CAPÍTULO 1
NO HAY TROMPETAS
«¡No hay trompetas!», dijo su señoría en tono melancólico y reprobador, ligeramente molesto.
Sus palabras, dirigidas a nadie en particular, no generaron ninguna respuesta, seguramente debido a que no había respuesta posible ante la exposición de un hecho tan obvio. Todas las demás cosas que pudiera concebir el hombre o dictar la tradición para comodidad o gloria del juez de comisión, representante de Su Majestad, estaban allí dispuestas. Un Rolls-Royce de tamaño cavernoso ronroneaba a la puerta de la residencia oficial. El gobernador civil, con un leve olor a bolas de naftalina, aunque mostrando en cualquier caso una silueta reluciente con su uniforme de gala de un Regimiento de Voluntarios disuelto hacía mucho, se esforzaba por inclinarse con el debido respeto y al mismo tiempo evitar tropezarse con la espada. Su capellán se inflaba con una inaudita seda negra. El vicegobernador civil tenía en una mano el sombrero de copa y con la otra sostenía el bastón de mando de ébano de dos metros coronado por una talla con la cabeza de la muerte, un objeto con el que, inexplicablemente, el condado de Markshire ha decidido cargar a sus vicegobernadores en ocasiones así. Detrás, el secretario del juez, el oficial marshal del juez, el mayordomo del juez y el asistente del oficial conformaban un grupo de acólitos sombrío pero no por eso menos satisfactorio. Delante, un destacamento de policía, con los botones y las insignias brillantes bajo la pálida luz del sol de octubre, se erguía listo para garantizar una escolta segura por las calles de Markhampton. Todos formaban un espectáculo impresionante, y el hombre encorvado con la toga escarlata y la peluca larga que ocupaba el centro de la escena sabía muy bien que él no era el elemento que causaba menos impresión.

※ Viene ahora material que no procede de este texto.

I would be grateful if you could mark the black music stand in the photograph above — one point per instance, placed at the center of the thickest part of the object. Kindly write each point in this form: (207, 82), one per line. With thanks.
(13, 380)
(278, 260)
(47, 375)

No obstante, la realidad seguía estando ahí, detestable e ineludible. No había trompetas. La guerra, con todos sus horrores, se había desatado sin control sobre la faz de la tierra y, en consecuencia, el juez de Su Majestad debía deslizarse al interior de su coche sin mayor ceremonia que un embajador o un arzobispo. Chamberlain había volado a Godesberg y a Múnich y había implorado por ellos, en vano. Hitler no iba a aceptar nada de eso. Los trompetistas tuvieron que irse. La idea resultaba angustiosa y la mirada en el rostro del gobernador civil quizá podía interpretarse como que el juez había mostrado más bien poco tacto al mencionar un tema tan amargo en un momento así.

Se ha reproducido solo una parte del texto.